Tuesday, April 19, 2011

Music!

I don't know if it was a coincidence or not but the first grade class started singing songs the same week I started attending musical rehearsals with my third grade classroom. (Quick sidenote, the sub Ms. Haley for the first grade classroom, had this neat way of singing instructions sometimes that I really liked and it seemed effective.)

There is no full or part-time music teacher at Horace Mann anymore BUT, the PTA raised a $1,000 stipend for the old music teacher to come back and put on a musical with some of the grades. I get to learn the songs (much quicker than the other students) and am a stronger singer than the classroom teachers so now I get to stand up front and be an example while the two classrooms sing, it's very fun and they all smile and at me.

I've been learning a great deal about how Horace Mann manages to keep music in the school despite not having a staff member for it. The first graders have learned songs all year with a CD and the help of their teacher. The third graders sometimes practice with a CD but also have a rehearsal once or twice a week with the ex-music teacher Ms. Barens.

The third grade teacher Ms. Dahl told me that through fund raising and class-room teachers help there is a musical performance of some sort every spring for all the grades. They have overcome budget cuts and still allowed for music to be a part of the students curriculum. Through my interview with Ms. Dahl I also learned that volunteer parents teach the students about orchestral and classical music in the spring. Well it might not be the spring. So music has been great.

Beyond that, I'm becoming a great deal more comfortable with my role as a task-master. I do offer help, I spell words and repeat instructions or read with small groups in the third grade, but most of the time if I'm talking to a student I'm a task master. I'm telling them to focus or pointing out where they went wrong and teachers really aprpeciate that. Having over twenty children together all at once can lead to chaos and they handle it so well but if someone else is in the classroom they are so thankful to have a second pair of eyes, another shusher, someone to run out in the hallway and disperse the mob around the drinking fountain. I have shed my last hesitancy about scolding or feeling I have any credentials to discipline the kids and feel as if I'm helping the teachers by doing this role.
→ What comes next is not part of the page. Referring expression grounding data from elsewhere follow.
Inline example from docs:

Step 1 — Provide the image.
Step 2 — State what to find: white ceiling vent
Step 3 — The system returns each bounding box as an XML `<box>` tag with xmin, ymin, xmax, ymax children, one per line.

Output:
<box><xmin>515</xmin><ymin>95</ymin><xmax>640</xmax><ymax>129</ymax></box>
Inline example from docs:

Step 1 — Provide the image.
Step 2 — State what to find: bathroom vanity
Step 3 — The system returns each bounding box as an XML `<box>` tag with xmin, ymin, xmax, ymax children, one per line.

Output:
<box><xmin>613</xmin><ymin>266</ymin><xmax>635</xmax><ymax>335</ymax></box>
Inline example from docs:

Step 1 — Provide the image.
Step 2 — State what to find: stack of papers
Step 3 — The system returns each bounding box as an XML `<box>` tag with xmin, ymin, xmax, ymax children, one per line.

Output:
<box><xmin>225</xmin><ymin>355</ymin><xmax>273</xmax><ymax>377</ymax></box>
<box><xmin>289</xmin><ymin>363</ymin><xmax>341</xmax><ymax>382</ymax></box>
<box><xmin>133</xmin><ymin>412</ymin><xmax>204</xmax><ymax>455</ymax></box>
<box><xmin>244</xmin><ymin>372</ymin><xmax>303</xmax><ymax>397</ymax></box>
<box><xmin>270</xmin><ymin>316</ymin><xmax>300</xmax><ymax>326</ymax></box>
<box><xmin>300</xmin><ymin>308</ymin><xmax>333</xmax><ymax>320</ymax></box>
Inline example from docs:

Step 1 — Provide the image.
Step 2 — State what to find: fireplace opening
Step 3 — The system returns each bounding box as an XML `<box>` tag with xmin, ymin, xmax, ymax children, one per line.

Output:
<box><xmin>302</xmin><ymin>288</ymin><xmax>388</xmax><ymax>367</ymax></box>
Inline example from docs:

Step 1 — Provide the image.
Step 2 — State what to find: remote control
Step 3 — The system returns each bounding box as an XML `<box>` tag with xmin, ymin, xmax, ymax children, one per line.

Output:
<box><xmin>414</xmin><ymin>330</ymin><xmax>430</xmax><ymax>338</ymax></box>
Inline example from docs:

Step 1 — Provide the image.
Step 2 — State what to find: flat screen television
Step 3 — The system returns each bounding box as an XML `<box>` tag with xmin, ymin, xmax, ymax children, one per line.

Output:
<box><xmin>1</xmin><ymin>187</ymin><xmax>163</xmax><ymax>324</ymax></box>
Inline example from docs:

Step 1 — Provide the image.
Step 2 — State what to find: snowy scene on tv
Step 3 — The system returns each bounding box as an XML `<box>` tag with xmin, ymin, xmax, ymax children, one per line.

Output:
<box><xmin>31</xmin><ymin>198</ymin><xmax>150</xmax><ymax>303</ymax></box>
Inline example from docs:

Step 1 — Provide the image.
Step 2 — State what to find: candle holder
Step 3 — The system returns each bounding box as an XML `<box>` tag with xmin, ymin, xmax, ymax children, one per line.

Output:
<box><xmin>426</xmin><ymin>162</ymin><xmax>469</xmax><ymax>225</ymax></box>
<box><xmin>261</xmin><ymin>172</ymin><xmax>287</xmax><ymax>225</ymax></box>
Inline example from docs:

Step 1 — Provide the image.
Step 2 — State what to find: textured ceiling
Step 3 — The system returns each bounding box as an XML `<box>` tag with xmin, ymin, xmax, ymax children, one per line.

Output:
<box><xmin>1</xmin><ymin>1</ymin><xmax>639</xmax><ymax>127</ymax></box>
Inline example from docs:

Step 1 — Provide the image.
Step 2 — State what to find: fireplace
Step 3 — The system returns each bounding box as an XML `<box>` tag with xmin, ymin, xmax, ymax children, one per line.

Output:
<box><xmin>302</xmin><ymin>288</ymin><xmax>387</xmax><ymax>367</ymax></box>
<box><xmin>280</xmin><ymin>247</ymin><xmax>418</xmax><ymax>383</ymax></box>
I've gotten confirmation that this is what I should be doing as well, by being asked to circle the classroom or "keep J.W. on task." Things like that. As an in class assistant for an elementary school, you can't expect to be inspiring, I have learned to believe that keeping the kids from talking or stealing someone else's crayon is what I should be doing. And it helps, because the teacher knows more than I do and she wants them doing the task at hand. She's the governor and I'm the cop.